- Born: March 30, 1988 (age 38) Richmond, British Columbia, Canada
- Height: 5 ft 7 in (170 cm)
- Weight: 150 lb (68 kg; 10 st 10 lb)
- Position: Defence
- Shoots: Left
- Played for: KRS Vanke Rays Cornell Big Red
- Coached for: China Lindenwood Lady Lions
- Playing career: 2006–present
- Coaching career: 2012–present
- Medal record
Women's ball hockey
Representing Canada
World Championship
| Gold medal – first place | 2022 Canada |  |

= Melanie Jue =

Canadian ice hockey player and coach

Melanie Jue (born March 30, 1988) is a Canadian ice hockey defenceman and coach. She served as an assistant coach to the Chinese national ice hockey team during the 2021–22 season.

==Career==

From 2006 to 2010, she attended Cornell University, where she was a two-sport varsity athlete in both ice hockey and field hockey.

Collegiate ice hockey

Jue competed with the Cornell Big Red women's ice hockey program, helping lead the team to the 2010 NCAA Women’s Frozen Four National Championship game. During that season, Cornell also captured the ECAC and Ivy League titles. She recorded at least one point in all three NCAA tournament games, including scoring both goals in the national championship game. She also assisted on the game-tying goal in the semifinal against Mercyhurst and scored the game-tying goal in the final against Minnesota-Duluth. Across 106 NCAA games, she recorded 41 points.

Collegiate field hockey

As a goaltender on Cornell’s field hockey team, Jue was a two-time first-team All-Ivy selection and earned NFHCA Second Team All-America (Mid-East Region) honours. In her senior season, she ranked second in the nation in save percentage (.841) and seventh in goals-against average (1.27). She helped lead the program to back-to-back 10-win seasons, including tying a school record with 11 victories in 2008.

Professional ice hockey

In 2017, she signed her first professional contract with Kunlun Red Star WIH of the Canadian Women’s Hockey League (CWHL). She recorded 10 points in 28 games in her rookie season, helping the club reach the 2018 Clarkson Cup final. She remained with the organization through its transition to the Vanke Rays and into the Zhenskaya Hockey League following the collapse of the CWHL in 2019. During her tenure with the franchise (2017–2022), she became the first player in team history to reach 100 games played and won a ZhHL championship in 2020.

Ball hockey

In addition to her ice hockey career, Jue represented Canada in ball hockey, winning multiple ISBHF World Championships and earning Best Defender honours at the 2022 ISBHF World Championships.

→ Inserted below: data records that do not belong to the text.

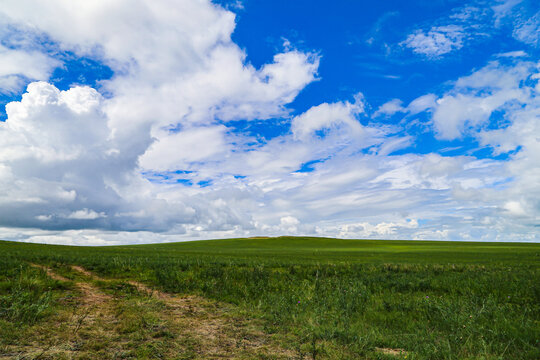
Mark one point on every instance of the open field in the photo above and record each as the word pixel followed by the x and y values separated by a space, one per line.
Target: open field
pixel 277 298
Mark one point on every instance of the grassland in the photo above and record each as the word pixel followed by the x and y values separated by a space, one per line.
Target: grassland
pixel 300 298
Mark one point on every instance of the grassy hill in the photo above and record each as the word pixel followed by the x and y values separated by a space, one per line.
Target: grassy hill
pixel 310 297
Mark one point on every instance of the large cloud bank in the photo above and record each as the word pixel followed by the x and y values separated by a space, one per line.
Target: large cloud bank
pixel 151 154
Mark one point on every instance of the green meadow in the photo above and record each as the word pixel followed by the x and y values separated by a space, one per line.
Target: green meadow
pixel 311 298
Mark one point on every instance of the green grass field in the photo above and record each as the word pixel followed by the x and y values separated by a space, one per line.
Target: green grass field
pixel 312 298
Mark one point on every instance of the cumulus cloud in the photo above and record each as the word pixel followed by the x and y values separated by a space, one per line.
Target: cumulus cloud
pixel 16 66
pixel 157 157
pixel 437 41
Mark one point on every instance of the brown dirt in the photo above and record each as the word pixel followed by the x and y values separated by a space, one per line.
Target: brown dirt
pixel 202 328
pixel 218 334
pixel 392 352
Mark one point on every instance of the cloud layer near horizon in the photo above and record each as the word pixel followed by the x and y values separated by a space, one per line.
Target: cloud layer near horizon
pixel 152 154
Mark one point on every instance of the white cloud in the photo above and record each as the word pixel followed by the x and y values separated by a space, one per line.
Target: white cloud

==Honours and achievements==
- Collegiate
- Cornell University Athletics Hall of Fame (Class of 2021)
- NCAA Championship finalist (2010)
- ECAC Champion (2010)
- Ivy League Champion (2010)
- 2× Ivy League All-Star
- Professional
- Zhenskaya Hockey League Champion (2020)
- Clarkson Cup runner-up (2018)
- International and other
- NFHCA All-American, field hockey (Second Team, Mid-East Region)
- 3× ISBHF World Champion (Team Canada, ball hockey)
- ISBHF World Championship Best Defender (2022)
- 4× Team BC (ice hockey and field hockey)

==Personal life==
Jue has represented Canada internationally at the International Street and Ball Hockey Federation women's world championships. Her cousin, Bryan Chiu, played for the Montreal Alouettes in the Canadian Football League.